BALLACOLLA farmer Jer Bergin has announced that he will be a candidate in the election for the presidency of the 88,000 member Irish Farmers Association (IFA), which will take place at the end of 2013.
Mr Bergin, who runs a suckler beef, tillage and sheep farm at Ballacolla, has more than 20 years involvement with the IFA at branch, county, regional and national level.
He is currently the IFA Leinster vice-president and also chairs the association’s climate change and renewables project team and its roads project team.
He is a former vice-chairman of the IFA national livestock committee and has served on the IFA national council for 13 of the past 15 years. He has held a range of key positions at local level including that of Laois county chairman.
Announcing his candidacy at the annual general meeting of Laois IFA last week, Jer Bergin said he has been approached by a large number of IFA members and branches to put his name forward.
“I am encouraged by the level of support I have received from all parts of the country and I am confident my track record over the past two decades will be acknowledged by IFA members in the forthcoming election,” he said.

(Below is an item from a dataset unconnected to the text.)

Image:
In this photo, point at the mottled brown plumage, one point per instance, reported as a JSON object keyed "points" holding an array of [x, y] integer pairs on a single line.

Regarded as one of IFA’s leading negotiators, Jer Bergin led the successful IFA opposition to the last government’s climate change legislation. He secured compensation for malting barley growers and is the leader of the IFA team involved in securing adequate compensated for loss of land and income due to the development of the roads, rail, gas, electricity and wind energy infrastructures.

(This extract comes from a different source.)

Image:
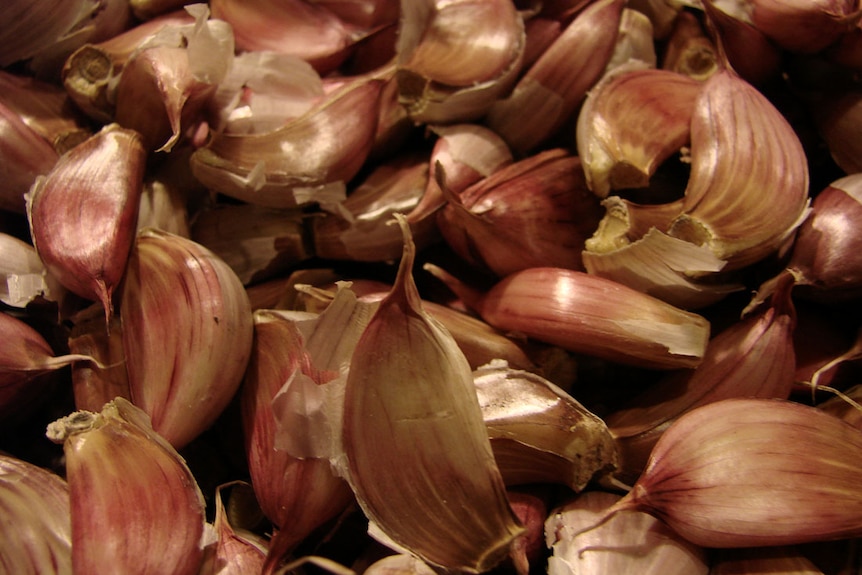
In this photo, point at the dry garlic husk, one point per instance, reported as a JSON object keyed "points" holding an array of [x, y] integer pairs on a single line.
{"points": [[296, 494], [804, 26], [100, 181], [556, 84], [23, 277], [753, 472], [90, 74], [307, 160], [689, 50], [414, 438], [187, 333], [539, 433], [24, 156], [136, 507], [762, 561], [26, 363], [46, 108], [456, 58], [363, 231], [466, 153], [536, 212], [753, 357], [305, 29], [631, 122], [235, 551], [96, 383], [36, 533], [748, 50], [730, 195], [255, 241], [569, 309], [631, 542], [825, 255]]}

He was a leader of the IFA’s high profile beef blockade in 2000 and is now a key member of the IFA negotiating team on CAP reform.

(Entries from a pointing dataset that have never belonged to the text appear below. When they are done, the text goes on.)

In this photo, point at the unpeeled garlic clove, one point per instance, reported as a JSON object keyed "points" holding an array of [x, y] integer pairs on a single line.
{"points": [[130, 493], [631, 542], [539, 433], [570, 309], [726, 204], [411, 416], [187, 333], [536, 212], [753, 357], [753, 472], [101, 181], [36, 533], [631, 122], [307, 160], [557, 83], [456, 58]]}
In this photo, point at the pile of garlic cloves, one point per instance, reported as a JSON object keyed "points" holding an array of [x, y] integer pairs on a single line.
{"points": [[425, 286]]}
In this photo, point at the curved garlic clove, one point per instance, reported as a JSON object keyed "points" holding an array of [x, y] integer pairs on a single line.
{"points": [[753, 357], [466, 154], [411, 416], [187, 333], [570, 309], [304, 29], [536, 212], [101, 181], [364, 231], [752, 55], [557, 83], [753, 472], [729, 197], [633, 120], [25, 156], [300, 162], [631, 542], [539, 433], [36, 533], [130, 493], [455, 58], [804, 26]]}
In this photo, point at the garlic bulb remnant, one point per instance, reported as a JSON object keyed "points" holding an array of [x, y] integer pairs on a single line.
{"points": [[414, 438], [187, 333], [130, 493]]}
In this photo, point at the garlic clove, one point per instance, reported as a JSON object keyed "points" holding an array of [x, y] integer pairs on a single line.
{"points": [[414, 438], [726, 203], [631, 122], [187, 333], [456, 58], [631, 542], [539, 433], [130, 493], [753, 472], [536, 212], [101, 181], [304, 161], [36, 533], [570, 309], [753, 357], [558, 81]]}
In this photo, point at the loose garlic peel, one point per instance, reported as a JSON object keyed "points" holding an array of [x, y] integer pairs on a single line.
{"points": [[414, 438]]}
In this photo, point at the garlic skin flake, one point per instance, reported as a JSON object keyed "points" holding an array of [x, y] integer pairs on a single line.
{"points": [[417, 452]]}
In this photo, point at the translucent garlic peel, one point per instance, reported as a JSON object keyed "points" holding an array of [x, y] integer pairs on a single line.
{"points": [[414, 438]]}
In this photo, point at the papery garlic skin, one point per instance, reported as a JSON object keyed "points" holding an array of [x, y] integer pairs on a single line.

Before joining IFA, Jer Bergin was actively involved in Macra na Feirme.
An accomplished public speaker, he participated in the Macra All-Ireland debating finals and in the national stock-judging finals.
He has represented IFA on the board of Farmer Business Developments plc, the largest shareholder in FBD, and was a member of the board of Agri Aware.
He also holds the distinction of being one of the first Nuffield Scholars in Ireland. In 1999, he was supported by the Nuffield Foundation to study key aspects of farming and food production in the UK, France, Italy, Australia and the United States.